Tightening my jacket over the skin exposed from the deep V of my black cocktail dress, I hugged myself for warmth. “You shouldn’t be either, especially without a jacket on. It’s cold.”
“I’m fine.” He took another drag of his cigarette, still not looking at me. His focus was on the empty road, dimly lit by broken streetlights. My father had loved this section of the city despite it being worn down and half abandoned. He hated me coming here alone, forbidding it on more than one occasion, no matter his soft spot for the warehouse that he met my mother in when they were younger.
“You left,” I noted idiotically, shifting on my feet. They ached from the four-inch platform heels I subjected them too, but they made my legs look good, longer, which my five-two height needed to pull off the longer dress. It was my mother’s favorite item of clothing and seemed fitting for tonight’s “celebration” of my father’s life.
He finally turned his head, his dark blue eyes piercing mine until I shrunk back. “What are you doing out here, Adele?”
Adele. Not Della. He called me that when he was upset. Not always at me, just life. It made sense considering we were saying goodbye to a man we both mutually cared about. Swallowing past the lump in my throat, I swiped a palm down the side of my thigh. “Checking on you. You were quiet all night and looked like you wanted to murder everybody who came up to you.”
“I’m not a fan of the socialites who decided to come,” he remarked coolly. “Your father kept them in his good graces out of civility, but even he thought they were pompous assholes. We both know who his true friends were when shit hit the fan. Where were they then? Don’t get me started on their comments on the reception like it should have been held at the fucking Ritz or some shit.”

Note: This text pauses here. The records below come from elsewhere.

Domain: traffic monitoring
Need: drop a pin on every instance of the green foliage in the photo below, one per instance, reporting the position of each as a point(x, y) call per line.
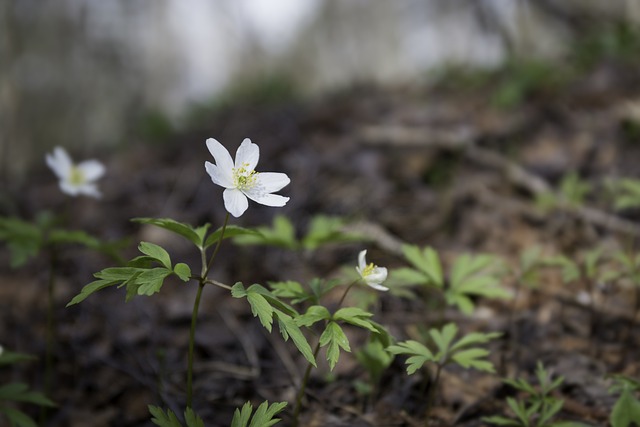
point(267, 307)
point(263, 417)
point(298, 293)
point(14, 393)
point(333, 337)
point(538, 408)
point(626, 410)
point(139, 277)
point(169, 419)
point(322, 230)
point(469, 276)
point(444, 350)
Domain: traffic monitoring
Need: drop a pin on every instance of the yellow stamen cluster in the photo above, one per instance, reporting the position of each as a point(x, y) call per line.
point(244, 179)
point(369, 269)
point(76, 176)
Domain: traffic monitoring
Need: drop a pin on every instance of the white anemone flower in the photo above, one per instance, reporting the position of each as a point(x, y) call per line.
point(75, 179)
point(371, 273)
point(241, 180)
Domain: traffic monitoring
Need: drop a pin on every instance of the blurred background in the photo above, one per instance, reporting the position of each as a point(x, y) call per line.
point(86, 73)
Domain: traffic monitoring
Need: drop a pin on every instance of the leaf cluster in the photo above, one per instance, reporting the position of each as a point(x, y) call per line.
point(268, 308)
point(143, 275)
point(322, 230)
point(469, 276)
point(444, 350)
point(333, 336)
point(538, 408)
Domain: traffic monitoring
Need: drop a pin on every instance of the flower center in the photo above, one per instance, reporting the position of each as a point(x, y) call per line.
point(244, 179)
point(76, 177)
point(369, 269)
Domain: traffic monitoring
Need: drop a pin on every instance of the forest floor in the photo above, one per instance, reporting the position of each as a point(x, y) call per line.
point(435, 165)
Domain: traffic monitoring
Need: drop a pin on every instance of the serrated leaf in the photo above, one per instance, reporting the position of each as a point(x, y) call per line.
point(289, 328)
point(162, 419)
point(194, 235)
point(334, 338)
point(183, 271)
point(355, 316)
point(17, 417)
point(314, 314)
point(261, 308)
point(150, 281)
point(626, 410)
point(156, 252)
point(91, 288)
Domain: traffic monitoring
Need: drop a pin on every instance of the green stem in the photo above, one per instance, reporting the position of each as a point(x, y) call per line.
point(192, 334)
point(307, 372)
point(50, 331)
point(202, 280)
point(432, 394)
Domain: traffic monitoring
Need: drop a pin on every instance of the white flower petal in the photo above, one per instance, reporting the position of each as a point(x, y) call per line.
point(219, 176)
point(362, 261)
point(59, 162)
point(378, 287)
point(92, 169)
point(270, 182)
point(235, 202)
point(221, 155)
point(273, 200)
point(247, 155)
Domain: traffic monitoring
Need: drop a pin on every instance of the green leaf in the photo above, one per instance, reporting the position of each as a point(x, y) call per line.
point(355, 316)
point(230, 231)
point(626, 410)
point(425, 260)
point(262, 418)
point(194, 235)
point(17, 418)
point(150, 281)
point(162, 419)
point(183, 271)
point(156, 252)
point(11, 358)
point(19, 392)
point(289, 328)
point(418, 352)
point(91, 288)
point(261, 308)
point(334, 337)
point(314, 314)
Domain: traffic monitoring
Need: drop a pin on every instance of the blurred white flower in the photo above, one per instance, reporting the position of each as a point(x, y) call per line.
point(75, 179)
point(240, 179)
point(371, 273)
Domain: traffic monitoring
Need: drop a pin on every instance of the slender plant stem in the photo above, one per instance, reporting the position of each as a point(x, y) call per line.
point(432, 394)
point(307, 372)
point(50, 334)
point(192, 334)
point(202, 280)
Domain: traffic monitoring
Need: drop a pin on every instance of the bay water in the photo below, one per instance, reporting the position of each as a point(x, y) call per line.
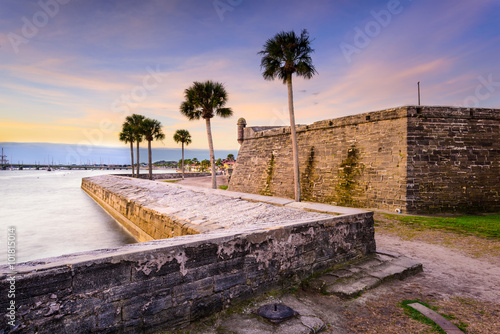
point(51, 215)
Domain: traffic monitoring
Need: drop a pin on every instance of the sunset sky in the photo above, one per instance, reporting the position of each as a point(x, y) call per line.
point(72, 70)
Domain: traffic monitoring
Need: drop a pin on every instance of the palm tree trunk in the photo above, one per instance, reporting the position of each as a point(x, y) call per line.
point(295, 149)
point(132, 156)
point(137, 160)
point(212, 155)
point(183, 160)
point(150, 161)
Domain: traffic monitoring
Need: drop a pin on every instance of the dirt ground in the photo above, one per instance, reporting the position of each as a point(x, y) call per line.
point(464, 287)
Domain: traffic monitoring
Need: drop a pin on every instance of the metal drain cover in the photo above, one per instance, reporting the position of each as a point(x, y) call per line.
point(276, 313)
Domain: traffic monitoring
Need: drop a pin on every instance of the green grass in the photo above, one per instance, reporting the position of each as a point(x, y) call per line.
point(414, 314)
point(483, 226)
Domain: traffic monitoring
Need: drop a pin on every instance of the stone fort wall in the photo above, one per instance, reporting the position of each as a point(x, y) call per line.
point(416, 159)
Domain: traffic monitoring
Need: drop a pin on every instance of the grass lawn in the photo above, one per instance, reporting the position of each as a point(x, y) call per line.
point(487, 226)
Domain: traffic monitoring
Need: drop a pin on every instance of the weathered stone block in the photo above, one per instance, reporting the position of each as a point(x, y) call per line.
point(94, 276)
point(224, 282)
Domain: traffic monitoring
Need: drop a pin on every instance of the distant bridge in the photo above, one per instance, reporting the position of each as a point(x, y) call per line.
point(66, 167)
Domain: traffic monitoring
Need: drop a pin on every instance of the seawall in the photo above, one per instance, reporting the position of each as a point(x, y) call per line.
point(167, 283)
point(415, 159)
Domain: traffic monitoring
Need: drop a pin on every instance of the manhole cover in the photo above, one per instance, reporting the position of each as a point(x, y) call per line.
point(276, 313)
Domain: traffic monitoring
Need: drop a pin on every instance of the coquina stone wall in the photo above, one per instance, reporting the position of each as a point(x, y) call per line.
point(415, 159)
point(166, 284)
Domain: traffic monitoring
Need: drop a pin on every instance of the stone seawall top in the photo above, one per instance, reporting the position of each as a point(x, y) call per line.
point(193, 206)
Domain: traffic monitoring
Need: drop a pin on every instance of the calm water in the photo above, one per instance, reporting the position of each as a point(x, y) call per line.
point(53, 215)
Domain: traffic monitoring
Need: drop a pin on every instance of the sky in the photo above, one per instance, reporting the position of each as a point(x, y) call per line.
point(72, 70)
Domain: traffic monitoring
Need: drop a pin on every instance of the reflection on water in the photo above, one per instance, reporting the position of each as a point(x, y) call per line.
point(53, 215)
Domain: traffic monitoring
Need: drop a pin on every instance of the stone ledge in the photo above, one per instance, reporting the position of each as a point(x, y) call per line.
point(352, 280)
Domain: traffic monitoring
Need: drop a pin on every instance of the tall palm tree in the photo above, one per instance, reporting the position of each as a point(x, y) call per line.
point(151, 130)
point(283, 55)
point(135, 122)
point(205, 100)
point(182, 136)
point(127, 136)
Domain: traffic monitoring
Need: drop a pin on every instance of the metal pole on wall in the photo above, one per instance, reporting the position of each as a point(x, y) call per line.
point(418, 85)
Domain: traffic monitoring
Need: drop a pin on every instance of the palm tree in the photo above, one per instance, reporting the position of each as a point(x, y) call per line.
point(151, 130)
point(135, 122)
point(283, 55)
point(182, 136)
point(127, 136)
point(205, 100)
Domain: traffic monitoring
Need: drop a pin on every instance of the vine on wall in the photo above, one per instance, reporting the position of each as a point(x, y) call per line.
point(348, 174)
point(308, 177)
point(269, 179)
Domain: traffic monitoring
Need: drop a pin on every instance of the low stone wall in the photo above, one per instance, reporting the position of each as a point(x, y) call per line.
point(168, 176)
point(166, 284)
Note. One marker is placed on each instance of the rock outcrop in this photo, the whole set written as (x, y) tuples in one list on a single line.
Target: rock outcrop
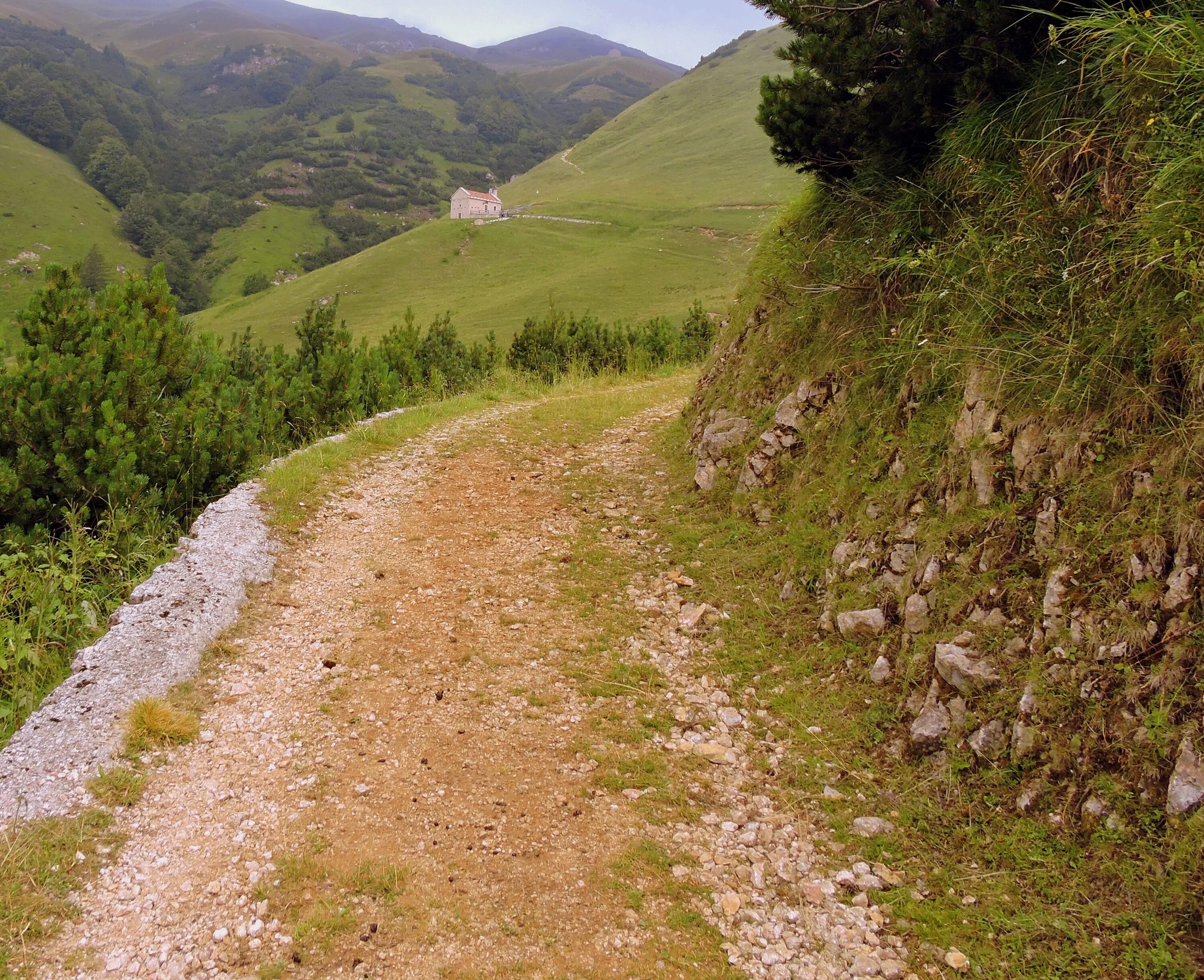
[(718, 440)]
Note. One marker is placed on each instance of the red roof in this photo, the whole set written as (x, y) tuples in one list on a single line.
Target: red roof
[(477, 195)]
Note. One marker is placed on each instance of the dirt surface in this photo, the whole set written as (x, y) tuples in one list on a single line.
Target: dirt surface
[(407, 772)]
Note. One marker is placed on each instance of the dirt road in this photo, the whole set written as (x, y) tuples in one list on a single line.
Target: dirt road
[(436, 750)]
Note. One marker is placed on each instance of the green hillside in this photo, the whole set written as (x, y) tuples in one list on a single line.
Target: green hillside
[(679, 220), (47, 213)]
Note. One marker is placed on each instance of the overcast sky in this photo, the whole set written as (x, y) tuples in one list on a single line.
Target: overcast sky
[(675, 30)]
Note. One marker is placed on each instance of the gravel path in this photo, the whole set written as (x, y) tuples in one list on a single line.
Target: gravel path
[(156, 641), (394, 779)]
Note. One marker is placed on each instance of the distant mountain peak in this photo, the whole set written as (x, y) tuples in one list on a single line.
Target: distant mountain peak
[(560, 46)]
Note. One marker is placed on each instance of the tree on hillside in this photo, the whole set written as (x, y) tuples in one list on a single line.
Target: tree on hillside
[(116, 173), (93, 274), (876, 80)]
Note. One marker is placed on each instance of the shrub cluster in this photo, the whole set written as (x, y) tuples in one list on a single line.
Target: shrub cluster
[(560, 344)]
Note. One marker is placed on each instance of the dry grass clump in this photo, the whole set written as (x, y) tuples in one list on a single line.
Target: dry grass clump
[(156, 723), (43, 862)]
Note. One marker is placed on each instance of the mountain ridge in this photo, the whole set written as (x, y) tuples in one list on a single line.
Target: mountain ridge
[(122, 23)]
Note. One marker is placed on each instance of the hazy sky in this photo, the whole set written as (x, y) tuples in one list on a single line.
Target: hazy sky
[(675, 30)]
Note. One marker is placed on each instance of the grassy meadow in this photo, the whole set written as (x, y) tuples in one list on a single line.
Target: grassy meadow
[(49, 211), (266, 242), (681, 218)]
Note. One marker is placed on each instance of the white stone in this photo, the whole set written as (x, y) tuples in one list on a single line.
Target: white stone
[(872, 826), (1186, 788), (861, 624)]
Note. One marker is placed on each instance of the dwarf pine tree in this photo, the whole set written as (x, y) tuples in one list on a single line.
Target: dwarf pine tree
[(93, 274), (114, 403)]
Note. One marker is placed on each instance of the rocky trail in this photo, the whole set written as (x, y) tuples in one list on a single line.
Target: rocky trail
[(411, 767)]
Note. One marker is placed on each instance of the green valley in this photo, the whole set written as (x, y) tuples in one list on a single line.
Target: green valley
[(681, 183), (49, 215)]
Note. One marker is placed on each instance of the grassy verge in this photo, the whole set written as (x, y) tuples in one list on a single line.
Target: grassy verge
[(297, 486), (43, 866)]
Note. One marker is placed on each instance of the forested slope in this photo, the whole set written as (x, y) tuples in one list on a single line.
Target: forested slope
[(49, 215)]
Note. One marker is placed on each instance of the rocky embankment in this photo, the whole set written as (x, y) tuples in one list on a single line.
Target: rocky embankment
[(984, 612)]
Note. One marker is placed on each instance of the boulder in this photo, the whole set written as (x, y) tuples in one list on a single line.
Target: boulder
[(882, 671), (1045, 533), (861, 624), (1024, 741), (1186, 789), (1029, 454), (1055, 595), (902, 558), (931, 728), (725, 433), (990, 742), (965, 670), (1180, 588), (872, 826), (705, 475)]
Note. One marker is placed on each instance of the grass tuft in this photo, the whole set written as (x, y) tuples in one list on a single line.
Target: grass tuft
[(156, 723)]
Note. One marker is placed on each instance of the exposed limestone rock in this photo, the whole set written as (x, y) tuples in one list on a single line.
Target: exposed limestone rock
[(931, 571), (958, 714), (977, 430), (872, 826), (1186, 789), (989, 619), (965, 670), (725, 433), (1055, 594), (1047, 525), (1180, 583), (931, 728), (882, 671), (861, 624), (989, 742), (1029, 454), (915, 614), (902, 558), (1024, 741), (1068, 451), (808, 400)]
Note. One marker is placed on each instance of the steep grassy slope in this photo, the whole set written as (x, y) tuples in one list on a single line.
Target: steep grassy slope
[(397, 68), (677, 212), (689, 156), (960, 531), (266, 242), (560, 77), (47, 213)]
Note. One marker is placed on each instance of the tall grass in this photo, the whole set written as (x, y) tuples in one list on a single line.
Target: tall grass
[(1056, 238)]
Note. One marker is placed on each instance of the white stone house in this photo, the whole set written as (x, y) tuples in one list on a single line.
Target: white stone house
[(472, 204)]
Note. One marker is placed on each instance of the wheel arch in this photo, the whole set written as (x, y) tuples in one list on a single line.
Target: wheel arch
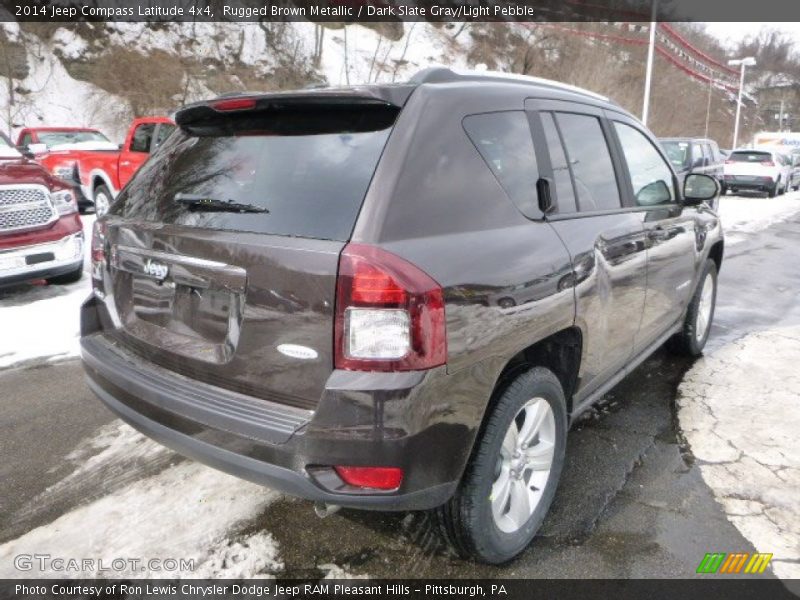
[(559, 352)]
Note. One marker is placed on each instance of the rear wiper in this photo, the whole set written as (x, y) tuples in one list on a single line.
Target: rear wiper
[(200, 202)]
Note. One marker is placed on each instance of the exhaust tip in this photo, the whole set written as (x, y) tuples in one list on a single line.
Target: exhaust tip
[(325, 510)]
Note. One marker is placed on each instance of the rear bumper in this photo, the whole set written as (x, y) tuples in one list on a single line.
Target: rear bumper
[(749, 183), (41, 261), (287, 448)]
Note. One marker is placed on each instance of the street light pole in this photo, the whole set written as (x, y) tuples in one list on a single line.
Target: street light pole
[(743, 62)]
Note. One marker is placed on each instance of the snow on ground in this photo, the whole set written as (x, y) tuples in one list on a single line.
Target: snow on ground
[(739, 409), (187, 511), (742, 215), (43, 320)]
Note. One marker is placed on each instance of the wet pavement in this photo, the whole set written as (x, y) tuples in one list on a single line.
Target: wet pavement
[(631, 503)]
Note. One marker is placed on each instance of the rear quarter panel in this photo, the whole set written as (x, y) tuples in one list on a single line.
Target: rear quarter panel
[(435, 202)]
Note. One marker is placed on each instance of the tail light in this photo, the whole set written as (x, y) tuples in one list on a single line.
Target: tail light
[(234, 104), (389, 314), (378, 478), (98, 253)]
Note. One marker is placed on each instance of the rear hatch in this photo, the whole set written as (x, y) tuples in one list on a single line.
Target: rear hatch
[(748, 165), (223, 249)]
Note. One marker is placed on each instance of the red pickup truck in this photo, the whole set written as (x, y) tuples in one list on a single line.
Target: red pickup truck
[(87, 158), (41, 236)]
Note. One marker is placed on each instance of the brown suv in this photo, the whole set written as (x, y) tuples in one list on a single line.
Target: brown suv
[(397, 297)]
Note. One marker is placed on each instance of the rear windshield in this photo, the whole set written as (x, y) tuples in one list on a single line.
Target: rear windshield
[(57, 138), (678, 153), (309, 170), (750, 156)]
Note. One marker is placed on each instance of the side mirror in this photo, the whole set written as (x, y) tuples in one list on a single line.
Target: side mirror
[(34, 149), (698, 188)]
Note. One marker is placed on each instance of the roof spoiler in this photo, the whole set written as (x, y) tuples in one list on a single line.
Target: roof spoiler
[(326, 98)]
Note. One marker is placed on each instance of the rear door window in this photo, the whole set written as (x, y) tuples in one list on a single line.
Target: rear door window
[(504, 141), (590, 159), (751, 157), (565, 195), (309, 168), (651, 177)]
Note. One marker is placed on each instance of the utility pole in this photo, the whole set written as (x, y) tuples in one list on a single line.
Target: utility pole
[(748, 61), (648, 76), (708, 106)]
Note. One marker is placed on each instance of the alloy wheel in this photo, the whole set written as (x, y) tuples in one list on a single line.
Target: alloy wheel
[(524, 464), (704, 308)]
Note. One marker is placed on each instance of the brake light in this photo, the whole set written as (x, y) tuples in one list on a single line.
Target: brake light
[(98, 253), (379, 478), (234, 104), (389, 313)]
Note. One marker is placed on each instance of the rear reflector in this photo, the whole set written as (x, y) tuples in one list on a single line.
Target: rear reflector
[(234, 104), (98, 253), (389, 313), (377, 478)]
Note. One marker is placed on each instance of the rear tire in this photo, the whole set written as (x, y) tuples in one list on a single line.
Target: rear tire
[(71, 277), (102, 200), (516, 464), (699, 315)]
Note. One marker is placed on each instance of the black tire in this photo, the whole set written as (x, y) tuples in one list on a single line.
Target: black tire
[(71, 277), (466, 520), (101, 208), (687, 341)]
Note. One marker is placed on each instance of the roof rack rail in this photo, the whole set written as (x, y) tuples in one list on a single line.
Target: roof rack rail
[(447, 75)]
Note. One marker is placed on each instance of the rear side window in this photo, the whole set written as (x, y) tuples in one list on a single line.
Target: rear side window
[(308, 167), (651, 177), (592, 169), (750, 157), (565, 196), (504, 141), (142, 137)]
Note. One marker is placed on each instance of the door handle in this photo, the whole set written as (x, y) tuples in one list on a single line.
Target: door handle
[(658, 233)]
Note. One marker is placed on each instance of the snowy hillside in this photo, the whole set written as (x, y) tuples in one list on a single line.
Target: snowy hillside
[(63, 86)]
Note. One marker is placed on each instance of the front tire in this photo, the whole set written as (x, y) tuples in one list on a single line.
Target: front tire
[(699, 315), (511, 479), (102, 200)]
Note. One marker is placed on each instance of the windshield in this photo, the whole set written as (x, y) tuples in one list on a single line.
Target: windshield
[(750, 156), (678, 153), (310, 172), (6, 149), (57, 138)]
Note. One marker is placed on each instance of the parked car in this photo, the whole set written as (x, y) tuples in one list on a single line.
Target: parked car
[(389, 384), (758, 170), (41, 236), (57, 149), (103, 174), (794, 178), (695, 155)]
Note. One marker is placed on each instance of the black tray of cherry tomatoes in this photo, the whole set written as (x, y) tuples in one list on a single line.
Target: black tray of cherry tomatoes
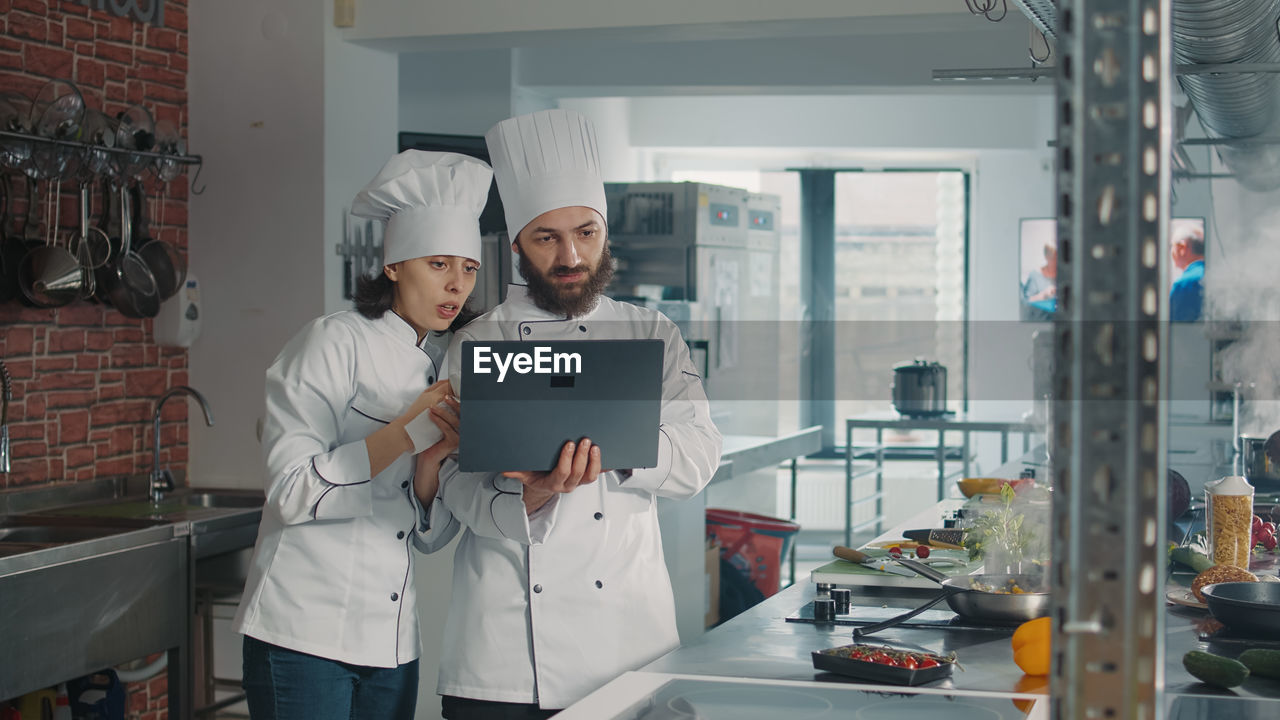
[(883, 664)]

I used to hate it when he swore. His brow would twitch, and his fists would clench if he got really angry, and I always itched to comfort him, to make him feel better. But Theo was not the kind of man you controlled, least of all when he was worked up. He was the man you let control you, and you did it with a smile. It was understandable that he was agitated tonight. He was right about the people in attendance—they sucked up to my father because of the power he held as the governor of New York but talked behind his back the second he turned away. I was surprised that so many people showed up since the scandal broke leading to the Saint James family downfall.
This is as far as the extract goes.